Terlepas dari hal-hal itu, Han Gagas mencoba mengajak kita untuk memutuskan untuk sepakat atau tidak untuk mengatakan bahwa dunia sekarang memang sudah gila. Pada Bab 4 “Para Bajingan,” dikisahkan; ketika Astrid yang telah terusir dari rumahnya sendiri, terlunta-lunta sendirian di jalanan sebagai orang gila, harus mengalami kejadian menggelikan sekali lagi. Beberapa pemuda dari menculiknya -untuk dijual sebagai pelacur di sebuah lokalisasi Tante Lisa-,menyiksanya, memperkosanya bergantian.
Di bagian lain, ketika Marno yang telah menjadi orang-orang seperti biasanya, terpaksa harus dikucilkan dan ditinggalkan sendirian sebagai orang gila sekali lagi ketika orang-orang proyek menggunakan cara yang buruk untuk mengusirnya dari sebuah desa tempatnya bermukim.
Pada akhirnya, ketika pertemuan Marno dan Astrid terjadi, -Pada Bab 16 “Kehidupan di Atas Makam”- lagi-lagi dunia yang gila menunjukkan bagaimana caranya memaksa orang menjadi gila. Agama dan Negara menjadi cara membuat mereka terlihat gila, ketika Marno dan Astrid yang bersepakat untuk saling menikah.
“Kita ini manusia merdeka, gembel, rasanya kita juga tak perlu KTP, tak perlu Kartu Keluarga, kita teracuhkan oleh negara, kita tak butuh negara, bahkan kita bisa hidup tanpa negara, selama ini toh tak ada negara dalam hidup kita, cari makan pun hasil keringat kita” (Hal.224)

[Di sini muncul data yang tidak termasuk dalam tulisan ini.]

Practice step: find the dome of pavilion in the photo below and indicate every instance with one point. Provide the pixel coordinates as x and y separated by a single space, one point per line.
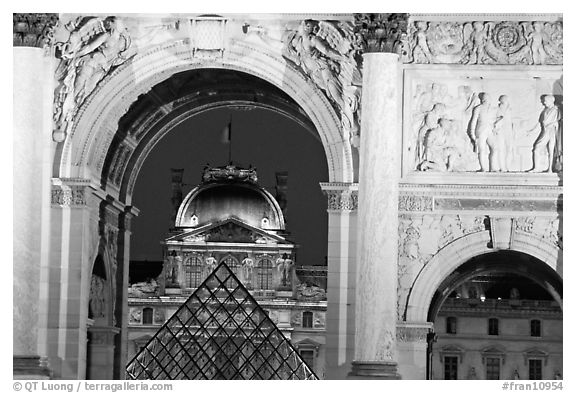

Dalam novel ini, semuanya terjadi begitu cepat. Mulai dari Marno yang selepas bebas dari Rumah Sakit Jiwa, ia dengan mudah menjadi bagian dari suatu desa, menjdi penakwil mimpi dan menjadi orang yang sangat jauh dari kata gila. Begitupula Astrid yang setelah menjadi orang gila, lalu menjadi seorang pelacur, sebelum akhirnya betemu dan jatuh cinta pada Marno yang aneh.
Barangkali, dunia memang begitu cepat melahirkan orang-orang gila dan orang-orang gila juga begitu cepatnya menciptakan dunia yang gila. Tetapi, siapa di antara mereka yang gila?
Judul : Orang-Orang Gila
Penulis : Han Gagas
Penerbit : Mojok
Tebal : 256 Halaman
Cetakan : Cetakan Pertama, Februari 2018
ISBN : 978–602–1318–45–4
*Tulisan ini pertama kali dipublikasikan di Savana Post.